Regular anthropometric measurements added to an adequate, balanced diet and a healthy environment are some important primary preventive strategies.

Primary Prevention

  • Primary prevention mainly involves frequent monitoring of anthropometric measurements such as weight for age, height for age, weight for height and head circumference.
  • Failure to thrive is usually insidious in onset and therefore these measurements need to be monitored at every well- child visit. Early detection is associated with better outcomes.
  • Perfecting feeding/parenting techniques, developing a good relationship with the child, building a homely environment and a disciplined feeding style are all other aspects that must be monitored. [1]
  • Children should be fed at regulars intervals in an upright position (e.g. high chair) and parents should ideally eat with the child and encourage, not force the child to eat. Calorie requirements should be calculated.
  • Exclusive and regular breastfeeding till the age of 6 months , lactation support, preparing energy dense formula by adding glucose polymers or extra lipids and correctly balancing the water : formula concentration in feeds are other important preventive strategies. [2]
  • Parent education regarding these nutritional aspects as well as building a good dynamic between the parent and child are important goals in preventing as well as treating failure to thrive.
  • Families facing financial difficulty can avail government services offering vitamin and mineral fortified formula as well as the help of home nurses. [3]
  • Children can be encouraged to eat their meals by adding butter, peanut butter, cheese, dried fruits, sour cream, etcetera to the food. Follow the rule – 3 meals, 3 snacks and 3 choices.
  • Efforts to identify ‘families in need of extra help/services’ will help prevent child abuse.

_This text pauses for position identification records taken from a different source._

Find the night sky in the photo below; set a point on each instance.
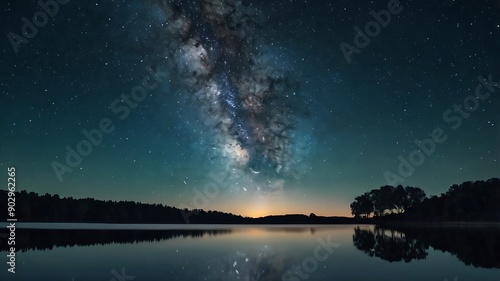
(253, 105)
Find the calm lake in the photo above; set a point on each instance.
(201, 252)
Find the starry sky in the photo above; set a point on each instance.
(249, 107)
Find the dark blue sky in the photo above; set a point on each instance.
(349, 122)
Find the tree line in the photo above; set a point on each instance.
(386, 200)
(468, 201)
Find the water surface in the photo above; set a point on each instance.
(201, 252)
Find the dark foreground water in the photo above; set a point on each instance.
(342, 252)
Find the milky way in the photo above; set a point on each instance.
(254, 108)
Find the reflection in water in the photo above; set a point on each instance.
(264, 264)
(256, 254)
(479, 247)
(46, 239)
(389, 245)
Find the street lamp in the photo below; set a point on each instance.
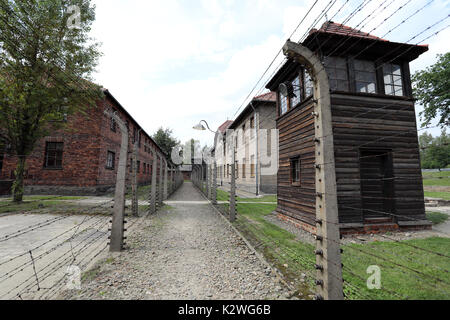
(200, 127)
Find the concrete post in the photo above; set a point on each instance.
(214, 184)
(117, 228)
(233, 183)
(154, 182)
(134, 184)
(328, 254)
(166, 181)
(161, 182)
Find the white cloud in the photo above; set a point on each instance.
(173, 62)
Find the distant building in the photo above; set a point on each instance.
(82, 159)
(253, 136)
(377, 158)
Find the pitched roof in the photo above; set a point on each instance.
(337, 28)
(225, 126)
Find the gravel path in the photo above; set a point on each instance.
(186, 251)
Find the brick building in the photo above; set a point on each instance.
(254, 137)
(82, 158)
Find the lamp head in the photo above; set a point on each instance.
(199, 127)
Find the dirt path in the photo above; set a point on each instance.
(186, 251)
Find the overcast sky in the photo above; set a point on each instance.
(172, 63)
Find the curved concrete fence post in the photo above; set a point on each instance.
(328, 254)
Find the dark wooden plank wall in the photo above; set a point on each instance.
(378, 123)
(296, 139)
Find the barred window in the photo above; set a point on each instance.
(113, 125)
(53, 155)
(393, 84)
(365, 76)
(297, 98)
(295, 171)
(110, 160)
(337, 73)
(283, 104)
(309, 85)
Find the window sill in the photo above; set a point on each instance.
(53, 169)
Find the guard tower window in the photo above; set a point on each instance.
(337, 73)
(365, 76)
(393, 84)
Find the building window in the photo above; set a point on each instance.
(309, 85)
(53, 155)
(297, 92)
(393, 84)
(337, 73)
(295, 171)
(112, 125)
(283, 104)
(252, 167)
(365, 76)
(110, 160)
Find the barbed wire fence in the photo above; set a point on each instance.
(408, 268)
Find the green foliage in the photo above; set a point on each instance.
(432, 89)
(397, 260)
(165, 139)
(45, 65)
(435, 153)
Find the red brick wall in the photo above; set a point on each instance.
(87, 140)
(80, 155)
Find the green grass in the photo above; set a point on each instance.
(396, 260)
(36, 198)
(436, 179)
(437, 217)
(439, 195)
(29, 206)
(225, 196)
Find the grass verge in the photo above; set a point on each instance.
(437, 217)
(438, 195)
(411, 269)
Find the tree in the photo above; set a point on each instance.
(435, 151)
(45, 65)
(165, 139)
(432, 89)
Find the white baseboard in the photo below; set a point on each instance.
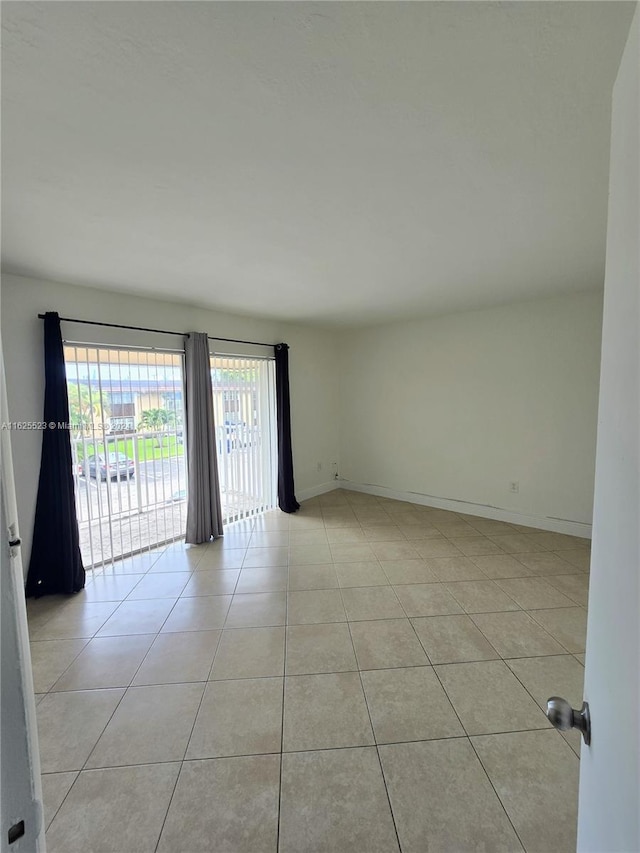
(322, 489)
(556, 525)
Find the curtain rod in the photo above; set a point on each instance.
(157, 331)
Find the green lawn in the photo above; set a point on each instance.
(148, 449)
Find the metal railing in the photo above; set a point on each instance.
(126, 419)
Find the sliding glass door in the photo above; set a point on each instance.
(244, 410)
(127, 439)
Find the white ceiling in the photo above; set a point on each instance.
(334, 163)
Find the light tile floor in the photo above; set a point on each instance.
(365, 675)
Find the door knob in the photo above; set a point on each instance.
(564, 717)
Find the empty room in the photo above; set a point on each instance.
(320, 427)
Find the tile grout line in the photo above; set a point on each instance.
(373, 734)
(282, 712)
(188, 740)
(468, 737)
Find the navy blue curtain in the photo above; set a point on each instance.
(286, 492)
(56, 562)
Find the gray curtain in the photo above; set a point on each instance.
(204, 515)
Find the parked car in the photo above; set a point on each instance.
(114, 465)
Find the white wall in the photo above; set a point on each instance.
(312, 364)
(456, 407)
(609, 809)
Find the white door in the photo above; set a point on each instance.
(609, 809)
(21, 819)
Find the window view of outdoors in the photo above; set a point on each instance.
(126, 411)
(128, 445)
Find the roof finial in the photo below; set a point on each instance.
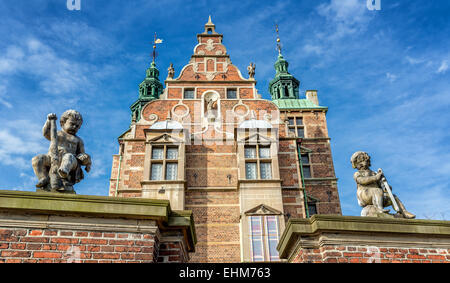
(210, 27)
(156, 41)
(278, 40)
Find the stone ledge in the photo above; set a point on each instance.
(316, 231)
(114, 208)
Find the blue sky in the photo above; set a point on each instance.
(385, 76)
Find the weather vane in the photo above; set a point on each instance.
(156, 41)
(278, 40)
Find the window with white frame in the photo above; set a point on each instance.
(264, 233)
(306, 166)
(258, 162)
(189, 93)
(231, 93)
(164, 163)
(295, 125)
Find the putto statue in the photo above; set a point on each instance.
(373, 191)
(60, 169)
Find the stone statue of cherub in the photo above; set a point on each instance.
(60, 168)
(373, 192)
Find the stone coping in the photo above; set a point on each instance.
(102, 206)
(356, 224)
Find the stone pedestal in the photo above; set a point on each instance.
(331, 238)
(50, 228)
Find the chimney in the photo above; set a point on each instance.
(311, 95)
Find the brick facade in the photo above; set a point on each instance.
(55, 228)
(214, 185)
(365, 254)
(27, 245)
(350, 239)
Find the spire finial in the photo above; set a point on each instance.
(209, 26)
(278, 40)
(155, 41)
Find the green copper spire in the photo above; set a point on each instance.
(150, 89)
(284, 85)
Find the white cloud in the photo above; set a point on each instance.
(443, 68)
(19, 142)
(314, 49)
(348, 16)
(392, 78)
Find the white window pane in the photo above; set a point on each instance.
(171, 171)
(264, 152)
(266, 170)
(250, 152)
(156, 171)
(250, 170)
(157, 153)
(306, 172)
(273, 242)
(189, 93)
(257, 248)
(231, 94)
(272, 227)
(172, 153)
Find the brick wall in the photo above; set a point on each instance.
(351, 239)
(27, 245)
(368, 254)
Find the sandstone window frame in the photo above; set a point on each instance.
(188, 90)
(165, 161)
(258, 161)
(164, 139)
(264, 237)
(236, 91)
(296, 125)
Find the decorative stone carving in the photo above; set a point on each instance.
(209, 45)
(60, 168)
(170, 71)
(373, 191)
(211, 101)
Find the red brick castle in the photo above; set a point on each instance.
(207, 142)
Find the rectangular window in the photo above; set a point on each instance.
(156, 171)
(171, 171)
(231, 94)
(266, 170)
(296, 126)
(250, 170)
(258, 164)
(312, 208)
(264, 152)
(189, 94)
(164, 163)
(264, 238)
(250, 152)
(306, 167)
(158, 153)
(256, 230)
(172, 153)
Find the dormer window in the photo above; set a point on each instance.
(258, 162)
(164, 162)
(189, 93)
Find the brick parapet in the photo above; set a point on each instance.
(344, 239)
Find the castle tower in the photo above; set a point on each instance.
(210, 144)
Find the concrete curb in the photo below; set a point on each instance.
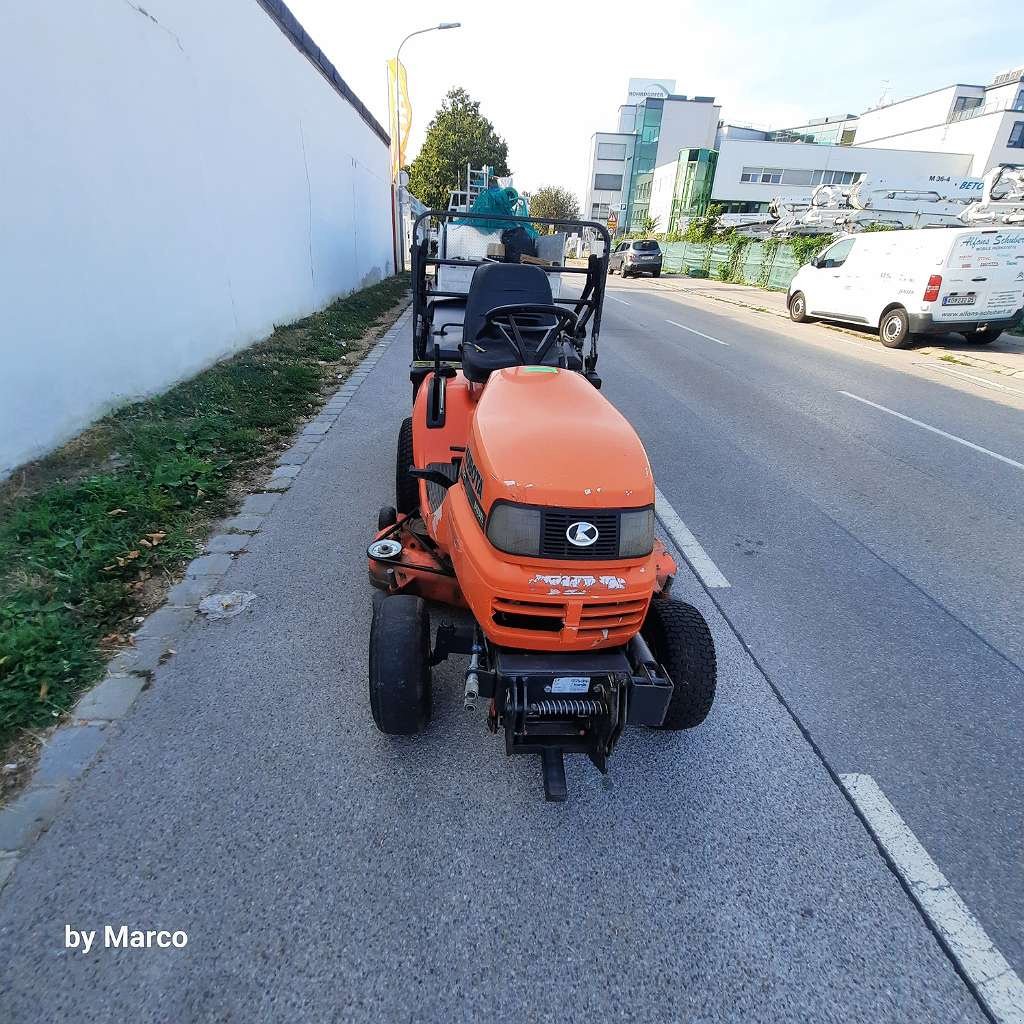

  1. Goldbloom RB (1982). "Failure to thrive". Pediatr Clin North Am. 29 (1): 151–66. doi:10.1016/s0031-3955(16)34114-1. PMID 6276853.
  2. Jeong SJ (2011). "Nutritional approach to failure to thrive". Korean J Pediatr. 54 (7): 277–81. doi:10.3345/kjp.2011.54.7.277. PMC 3195791. PMID 22025919.
  3. Nangia S, Tiwari S (2013). "Failure to thrive". Indian J Pediatr. 80 (7): 585–9. doi:10.1007/s12098-013-1003-1. PMID 23604606.